The Pulitzer prizewinner, who is best known for his role in exposing the Watergate scandal, was questioned under oath on Monday by Patrick Fitzgerald, the special counsel investigating the leaking of Valerie Wilson's identity.
Vice-president Dick Cheney's former chief of staff, Lewis "Scooter" Libby, has been charged with perjury and obstructing justice by lying to investigators about his part in leaking the name to journalists.
Mrs Wilson's husband, former ambassador Joseph Wilson, is a White House critic who helped to debunk bogus claims that Saddam Hussein tried to import nuclear materials from Niger.
Neither Mr Woodward nor his newspaper identified the "senior administration official" who told him in June 2003 that Mrs Wilson was a spy. Mr Woodward said he does not believe he discussed Mrs Wilson with Mr Libby and a spokesman for President Bush's top political adviser Karl Rove said that Mr Rove did not speak to Mr Woodward about the CIA officer.
Mr Woodward did not tell his senior editors until last month that an administration official had told him about Mrs Wilson before Mr Libby is alleged to have leaked her identity to journalists.
Mr Woodward claims he told Washington Post reporter Walter Pincus that Mrs Wilson was a CIA analyst dealing with weapons of mass destruction.

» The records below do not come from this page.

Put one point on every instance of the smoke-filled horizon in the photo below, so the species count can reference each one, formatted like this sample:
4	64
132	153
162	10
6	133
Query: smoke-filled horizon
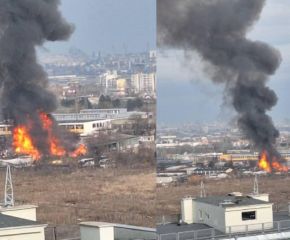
216	30
24	25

But Mr Pincus told the newspaper that he has no recollection of any such conversation, and that he cannot imagine that he would have forgotten it. Mr Woodward, who has written two books about the Bush administration and is working on a third, has criticised the CIA leak investigation, describing Mr Fitzgerald as a "junkyard dog prosecutor".
The day before Mr Libby was indicted, Mr Woodward told CNN's Larry King that he saw no evidence of criminal intent behind the leak.
"This began not as somebody launching a smear campaign . . . when the story comes out I'm quite confident we're going to find out that it started kind of as gossip, as chatter."
In other interviews, Mr Woodward has played down the damage done by leaking Mrs Wilson's identity, claiming that no CIA operatives were exposed because of it.
"When I think all of the facts come out in this case, it's going to be laughable because the consequences are not that great," he told National Public Radio.